Here are the steps to work any simple stoichiometry problem (like this one). You must make a slight adjustment when you get to limiting reagent problems but they are almost the same. Print this out. Keep it. Memorize the steps.

Step 1. Write and balance the equation.
C3H8 + 5O2 ==> 3CO2 + 4H2O

Step 2. Convert grams of what you have (in this case g C3H8) to mols. mols C3H8 = grams/molar mass = 24.0/44 = 0.545

Step 3. Using the coefficient in the balanced equation, convert mols of what you have (C3H8) to mols of what you want (in this case mols O2).
0.545 mols C3H8 x (5 mols O2/1 mol C3H8 = 0.545 x (5/1) = 2.73

Step 4. Convert mols of what you want (O2) to grams. g = mols x molar mass
g = 2.727 x 32 = ? and round to 3 significant figures.

Balance the equation

C3H8 + _n_ O2 = 3 CO2 + 4 H2O

mass(O2) = n * mass(C3H8) * molarmass(O2) / molarmass(C3H8)

To answer this question, we first need to balance the combustion equation for the reaction between propane (C3H8) and oxygen (O2).

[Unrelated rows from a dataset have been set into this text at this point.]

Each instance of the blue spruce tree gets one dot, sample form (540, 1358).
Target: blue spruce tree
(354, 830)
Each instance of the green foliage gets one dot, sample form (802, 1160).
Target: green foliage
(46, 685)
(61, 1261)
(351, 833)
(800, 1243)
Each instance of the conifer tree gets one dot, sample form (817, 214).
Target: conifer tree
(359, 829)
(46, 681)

The balanced equation is as follows:

C3H8(g) + 5O2(g) → 3CO2(g) + 4H2O(g)

From the balanced equation, we can see that for every 1 mole of C3H8, we need 5 moles of O2. To calculate the number of moles of C3H8, we can use the molar mass of propane.

The molar mass of C3H8 is calculated as follows:
Molar mass (C3H8) = (3 x molar mass of carbon) + (8 x molar mass of hydrogen)
= (3 x 12.01 g/mol) + (8 x 1.01 g/mol)
= 36.03 g/mol + 8.08 g/mol
= 44.11 g/mol

Now, we can calculate the number of moles of C3H8 by dividing the given mass by the molar mass:
Number of moles of C3H8 = 24.0 g / 44.11 g/mol
≈ 0.545 mol

Since the molar ratio between C3H8 and O2 is 1:5, we can calculate the number of moles of O2 using the following equation:

Number of moles of O2 = Number of moles of C3H8 x (5 moles of O2/1 mole of C3H8)
= 0.545 mol x 5
= 2.725 mol

Finally, to convert the number of moles of O2 to grams, we multiply by the molar mass of O2:

Molar mass (O2) ≈ 2 x molar mass of oxygen
≈ 2 x 16.00 g/mol
≈ 32.00 g/mol

Grams of O2 = Number of moles of O2 x molar mass of O2
= 2.725 mol x 32.00 g/mol
≈ 87.2 g

Therefore, approximately 87.2 grams of O2 are needed to completely burn 24.0 grams of C3H8.

To determine the number of grams of O2(g) needed to completely burn 24.0 g of C3H8(g), we need to use balanced chemical equations and stoichiometry.

Step 1: Write the balanced equation for the combustion of C3H8.

C3H8 + 5O2 -> 3CO2 + 4H2O

This equation tells us that for every one mole of C3H8, 5 moles of O2 are needed to completely burn it.

Step 2: Calculate the molar mass of C3H8.

C3H8: C - 3 atoms x 12.01 g/mol = 36.03 g/mol
H - 8 atoms x 1.01 g/mol = 8.08 g/mol

Molar mass of C3H8 = 36.03 g/mol + 8.08 g/mol = 44.11 g/mol

Step 3: Calculate the number of moles of C3H8.

Moles of C3H8 = mass of C3H8 / molar mass of C3H8
= 24.0 g / 44.11 g/mol
= 0.544 mol

Step 4: Use the stoichiometry of the balanced equation to find the moles of O2 required.

From the balanced equation, we can see that 1 mole of C3H8 reacts with 5 moles of O2. Therefore, the moles of O2 needed is:

Moles of O2 = moles of C3H8 x (5 moles of O2 / 1 mole of C3H8)
= 0.544 mol x (5 mol O2 / 1 mol C3H8)
= 2.72 mol

Step 5: Convert moles of O2 to grams.

Moles of O2 = 2.72 mol
Molar mass of O2 = 32.00 g/mol (approximate)

Mass of O2 = moles of O2 x molar mass of O2
= 2.72 mol x 32.00 g/mol
= 87.04 g

Therefore, approximately 87.04 grams of O2(g) are needed to completely burn 24.0 grams of C3H8(g).